August 8, 2006
By Theresa Schmidt
Clayton and Janice O'Blanc have lived in this trailer off Ravia Road for some twenty years. The tragic fire that killed Ellen Schools was right next door. From a distance damage to the O'Blanc's trailer might not look too severe, but closer inspection shows the heat was intense. Clayton says the heat melted insulation and probably wiring, so he's without power on one side. "All the insulation on the south side is burnt out. I'm afraid there's wiring messed up in there. I've got the power shut off on the south side because I'm not going to take a chance of a fire starting."

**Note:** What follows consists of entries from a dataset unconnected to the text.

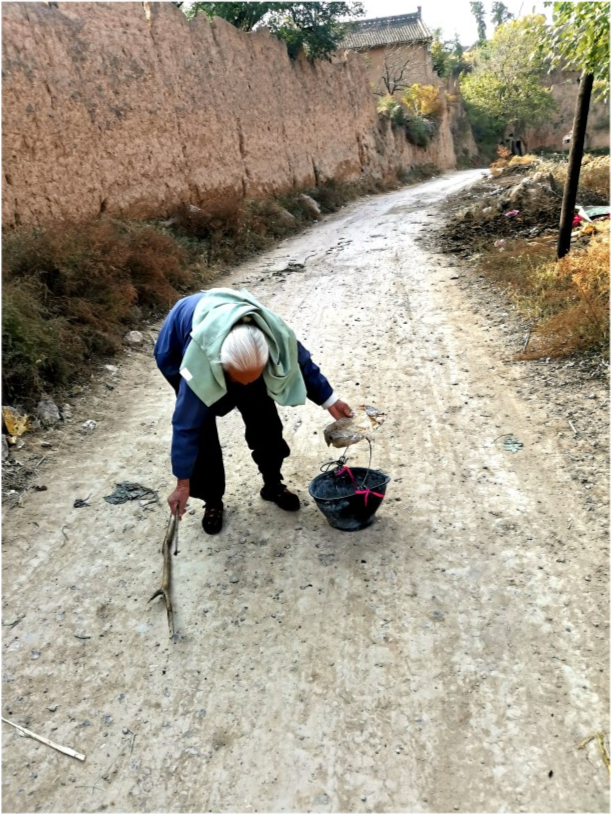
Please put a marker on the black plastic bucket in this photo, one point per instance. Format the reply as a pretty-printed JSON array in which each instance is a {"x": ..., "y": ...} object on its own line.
[{"x": 349, "y": 503}]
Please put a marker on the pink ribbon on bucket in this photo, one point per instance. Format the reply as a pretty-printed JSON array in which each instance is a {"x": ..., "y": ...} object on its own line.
[{"x": 366, "y": 493}]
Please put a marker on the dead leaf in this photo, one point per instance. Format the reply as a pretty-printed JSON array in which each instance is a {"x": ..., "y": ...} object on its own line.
[{"x": 14, "y": 424}]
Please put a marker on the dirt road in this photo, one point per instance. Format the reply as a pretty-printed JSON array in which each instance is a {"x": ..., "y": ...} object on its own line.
[{"x": 450, "y": 658}]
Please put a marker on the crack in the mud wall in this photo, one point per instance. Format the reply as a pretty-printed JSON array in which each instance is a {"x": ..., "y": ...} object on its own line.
[{"x": 132, "y": 109}]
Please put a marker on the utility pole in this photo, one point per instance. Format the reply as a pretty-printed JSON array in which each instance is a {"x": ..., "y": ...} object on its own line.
[{"x": 578, "y": 137}]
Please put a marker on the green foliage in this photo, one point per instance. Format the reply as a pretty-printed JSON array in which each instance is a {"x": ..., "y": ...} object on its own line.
[
  {"x": 505, "y": 84},
  {"x": 447, "y": 56},
  {"x": 500, "y": 13},
  {"x": 315, "y": 27},
  {"x": 580, "y": 39},
  {"x": 243, "y": 14},
  {"x": 424, "y": 101},
  {"x": 477, "y": 9}
]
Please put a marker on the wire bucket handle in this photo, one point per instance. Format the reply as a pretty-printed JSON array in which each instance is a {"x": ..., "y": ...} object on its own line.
[{"x": 340, "y": 467}]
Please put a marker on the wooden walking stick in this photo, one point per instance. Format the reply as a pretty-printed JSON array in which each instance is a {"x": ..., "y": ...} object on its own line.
[{"x": 169, "y": 548}]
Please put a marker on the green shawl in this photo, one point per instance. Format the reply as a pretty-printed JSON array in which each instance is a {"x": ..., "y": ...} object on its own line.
[{"x": 215, "y": 315}]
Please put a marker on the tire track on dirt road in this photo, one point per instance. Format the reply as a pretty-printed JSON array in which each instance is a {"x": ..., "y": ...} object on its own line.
[{"x": 449, "y": 658}]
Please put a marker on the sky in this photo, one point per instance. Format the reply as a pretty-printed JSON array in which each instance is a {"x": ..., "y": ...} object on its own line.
[{"x": 452, "y": 16}]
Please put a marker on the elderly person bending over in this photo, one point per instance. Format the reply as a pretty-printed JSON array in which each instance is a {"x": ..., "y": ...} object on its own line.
[{"x": 219, "y": 350}]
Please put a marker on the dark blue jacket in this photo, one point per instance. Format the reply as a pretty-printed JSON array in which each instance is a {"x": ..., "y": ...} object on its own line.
[{"x": 190, "y": 411}]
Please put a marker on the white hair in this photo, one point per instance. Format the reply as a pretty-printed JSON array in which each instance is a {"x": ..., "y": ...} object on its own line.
[{"x": 245, "y": 348}]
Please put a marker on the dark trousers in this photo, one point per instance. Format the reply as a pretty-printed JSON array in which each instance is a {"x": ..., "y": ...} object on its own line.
[{"x": 263, "y": 436}]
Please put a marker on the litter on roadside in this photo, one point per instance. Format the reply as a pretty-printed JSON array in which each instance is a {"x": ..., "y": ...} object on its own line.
[
  {"x": 127, "y": 491},
  {"x": 512, "y": 444}
]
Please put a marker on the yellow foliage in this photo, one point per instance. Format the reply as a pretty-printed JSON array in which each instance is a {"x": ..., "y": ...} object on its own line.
[
  {"x": 595, "y": 174},
  {"x": 14, "y": 424},
  {"x": 424, "y": 100},
  {"x": 568, "y": 301}
]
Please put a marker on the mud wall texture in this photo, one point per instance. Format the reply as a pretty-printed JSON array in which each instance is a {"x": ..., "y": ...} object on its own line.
[
  {"x": 129, "y": 108},
  {"x": 565, "y": 87}
]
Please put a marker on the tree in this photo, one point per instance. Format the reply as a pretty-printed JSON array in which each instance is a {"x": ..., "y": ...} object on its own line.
[
  {"x": 580, "y": 39},
  {"x": 477, "y": 8},
  {"x": 313, "y": 26},
  {"x": 447, "y": 56},
  {"x": 500, "y": 13},
  {"x": 505, "y": 87},
  {"x": 395, "y": 70},
  {"x": 243, "y": 14}
]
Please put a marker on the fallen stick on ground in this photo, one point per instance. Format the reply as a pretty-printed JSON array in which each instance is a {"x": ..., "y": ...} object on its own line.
[
  {"x": 600, "y": 739},
  {"x": 170, "y": 545},
  {"x": 65, "y": 750}
]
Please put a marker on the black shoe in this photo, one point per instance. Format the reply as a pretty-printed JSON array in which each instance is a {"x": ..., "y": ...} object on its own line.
[
  {"x": 213, "y": 519},
  {"x": 281, "y": 496}
]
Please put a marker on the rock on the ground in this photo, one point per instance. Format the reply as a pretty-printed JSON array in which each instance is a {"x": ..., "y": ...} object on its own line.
[
  {"x": 309, "y": 206},
  {"x": 134, "y": 338},
  {"x": 48, "y": 413}
]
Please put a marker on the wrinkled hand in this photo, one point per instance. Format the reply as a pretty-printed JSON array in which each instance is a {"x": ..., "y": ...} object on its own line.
[
  {"x": 341, "y": 410},
  {"x": 179, "y": 498}
]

O'Blanc figures since it was a FEMA trailer that burned it's up to FEMA to make it right for him, but: "Referred me to a lady in Washington D.C. When I finally got a hold of her, she was telling me that basically what I needed to do was just get a lawyer because it could take anywhere from six months to eighteen months before they even decide anything. I'm very upset because my house is not livable because right now, a fire could start. I'm moving out this weekend."
O'Blanc and his wife were just getting past Hurricane Rita as far as repairs to their home and now this. "I had to redo my roof and different spots in it. We're not through but we got a lot of it done, replaced all the skirting. You just get it back and then something happens and it's down again and then fema goes and tells me, 'no,' they won't help me the first time and then they tell me, 'no, get a lawyer. Fix it again.' it's not right."
O'Blanc says he was turned down for FEMA help after Rita and spent eight thousand dollars out of his own pocket. He expects repairs from the fire to cost about 32 thousand dollars. For now the family will live in a rent house owned by relatives.